忍マネ「あなたは振付師としてスカウトされたって
   本人の口から聞いたけど?」





『実際ジャニーさんもそう言ったらしいな。
 "少年忍者のダンス指導と振付けを任せたい"って』





忍マネ「ますます訳がわからん」





『あとジャニーさんはこうも言ってた。
 "まだ早い。彼女には足りてないよ。"って…』





忍マネ「それっていつの話?」





『ジャニーさんが亡くなった日のちょうど1週間前』





忍マネ「そうか、、」





『俺、なんとなくだけど思うんだよ』





忍マネ「ん?」





『最近のあなたは変わった。
 どう変わった、って言うのは難しいけど……
 ジャニーさんが"足りない"って言ってた輝きを
 今の彼女は手に入れたんじゃないか?』





忍マネ「それは、俺も思う。
   あなたはどんどん綺麗になってる。。」





『まあ、彼氏が出来ればなぁ………笑』





忍マネ「は?なんでお前それ知ってんの?」





『だいぶ前から知ってたけど?』





忍マネ「その、事務所的にどうなんだよ、
   ジャニーズJr.に彼女がいるのって……」





『ダメに決まってるだろ』





忍マネ「だよな……」





『副社長として言わせてもらえば、な。』





忍マネ「へ?」





『さっきも言ったけどあなたは変わった。
 その原因が恋をしたことだったとしたら……
 まあそれに檜山なら馬鹿な真似はしないだろ、
 あいつもだいぶ歴が長いからな。

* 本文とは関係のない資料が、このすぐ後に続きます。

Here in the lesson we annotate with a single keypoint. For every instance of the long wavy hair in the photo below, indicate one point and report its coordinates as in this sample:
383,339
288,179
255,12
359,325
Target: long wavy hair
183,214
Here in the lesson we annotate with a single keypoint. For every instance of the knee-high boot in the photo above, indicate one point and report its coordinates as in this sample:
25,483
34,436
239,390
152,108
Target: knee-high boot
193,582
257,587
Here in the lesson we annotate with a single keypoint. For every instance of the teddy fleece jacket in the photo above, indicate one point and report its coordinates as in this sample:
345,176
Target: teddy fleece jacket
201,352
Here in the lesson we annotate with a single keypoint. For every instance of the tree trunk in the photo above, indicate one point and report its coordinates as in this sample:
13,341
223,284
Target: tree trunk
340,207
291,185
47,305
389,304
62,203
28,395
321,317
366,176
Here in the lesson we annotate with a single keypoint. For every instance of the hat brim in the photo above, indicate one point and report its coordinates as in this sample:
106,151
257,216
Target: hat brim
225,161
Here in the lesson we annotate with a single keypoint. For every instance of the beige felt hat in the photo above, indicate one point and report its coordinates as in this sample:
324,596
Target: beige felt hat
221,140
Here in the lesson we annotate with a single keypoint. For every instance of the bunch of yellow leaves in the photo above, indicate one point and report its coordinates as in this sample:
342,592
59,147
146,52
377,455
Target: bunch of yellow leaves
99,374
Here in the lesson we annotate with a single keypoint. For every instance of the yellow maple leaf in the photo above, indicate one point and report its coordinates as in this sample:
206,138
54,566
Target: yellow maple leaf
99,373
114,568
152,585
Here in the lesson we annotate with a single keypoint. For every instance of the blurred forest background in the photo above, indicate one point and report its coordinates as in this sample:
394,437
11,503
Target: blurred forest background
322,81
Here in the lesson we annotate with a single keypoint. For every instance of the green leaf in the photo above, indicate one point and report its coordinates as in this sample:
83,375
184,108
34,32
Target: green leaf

』





忍マネ「タッキーも変わったなぁ……
   アイドル時代はめっちゃ厳しかったのに笑」





『タッキー呼び気持ち悪いからやめろ?』





忍マネ「へいへい、滝沢副社長()」





『お前は本当に変わらないよな…笑』

























ジャニーさんって本当に掴めない人だったけど


今ならあの日の言葉の意味がわかる気がする







       "彼女は原石"







ジャニーさん、見てくれてるよね?


彼女はジャニーズの……いや、きっとこれから、


もっともっと多くの人にとってのお姫様になるよ。